Miss Marple s’exécuta. Lucy Eyelesbarrow l’écouta avec beaucoup d’attention, sans l’interrompre une seule fois. Puis elle résuma :
— Tout repose donc sur ce que votre amie a vu… ou a cru voir ?
— Elspeth McGillicuddy est totalement dépourvue d’imagination, se récria miss Marple. C’est pourquoi j’ai tendance à ajouter foi à ce qu’elle raconte. S’il s’agissait de Dorothy Cartwight, ce serait une tout autre paire de manches. Dorothy débite toujours les histoires les plus abracadabrantes, auxquelles elle finit d’ailleurs le plus souvent par croire elle-même dur comme fer à ceci près qu’au mieux, seul leur point de départ renferme une once de vérité. En revanche, Elspeth est le genre de femme à avoir du mal à admettre qu’une chose aussi extraordinaire ait bien pu lui arriver. Elle est tout sauf influençable — c’est un roc.
— Je vois, fit pensivement Lucy. Considérons-le donc comme acquis. Mais pourquoi moi ? Et que viens-je faire dans tout ça ?
— Je garde une excellente impression de vous, confessa miss Marple, et je n’ai plus assez d’énergie, voyez-vous, pour aller et venir et me lancer dans des aventures.
— Vous voulez que je procède à une enquête ? C’est bien cela ? Mais vous ne pensez pas que les policiers l’auront déjà effectuée ? À moins que vous ne les jugiez… négligents ?
— Oh ! non, affirma miss Marple. Ils n’ont rien négligé. Mais j’ai une théorie à propos de ce cadavre. Il se trouve forcément quelque part. Si on ne l’a pas découvert dans le train, c’est parce qu’il aura été jeté hors du train. Or, on ne l’a pas trouvé non plus sur la voie. J’ai donc refait le trajet depuis Londres pour voir s’il existait un endroit où ce cadavre avait pu être jeté sans être découvert par la suite — et je me suis aperçue que cet endroit existe.
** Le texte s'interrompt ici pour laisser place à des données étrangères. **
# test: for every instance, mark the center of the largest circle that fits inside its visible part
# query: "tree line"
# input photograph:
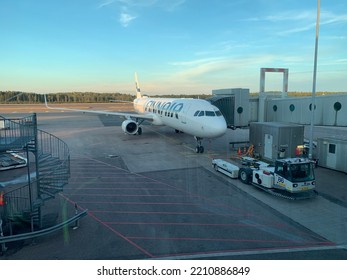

La voie suit une longue courbe juste avant d’arriver à Brackhampton, et le remblai est très haut, le long de cette courbe. Si on jetait un corps à cet endroit, alors que le train donne de la gîte pour négocier la courbe, je suis persuadée qu’il tomberait directement au pied du remblai.
— Mais on l’y retrouverait forcément ?
— Oh ! bien sûr. À moins qu’on ne l’ait fait disparaître avant… Mais nous y reviendrons. Voici l’endroit dont je vous parle.
Lucy se pencha pour examiner la carte sur laquelle miss Marple pointait l’index :
— Cette propriété se trouve aujourd’hui dans la banlieue de Brackhampton, mais à l’origine, c’était une véritable maison de campagne, avec un vaste parc et beaucoup de terrain. Rien n’a changé, à ceci près qu’elle est maintenant cernée par des immeubles d’habitation ainsi qu’une zone pavillonnaire. La maison a été construite en 1884 par un riche industriel du nom de Crackenthorpe. Son fils, qui est à présent un vieux monsieur, y vit encore avec, si je suis bien renseignée, sa fille. La voie du chemin de fer longe la propriété sur une bonne moitié de son périmètre.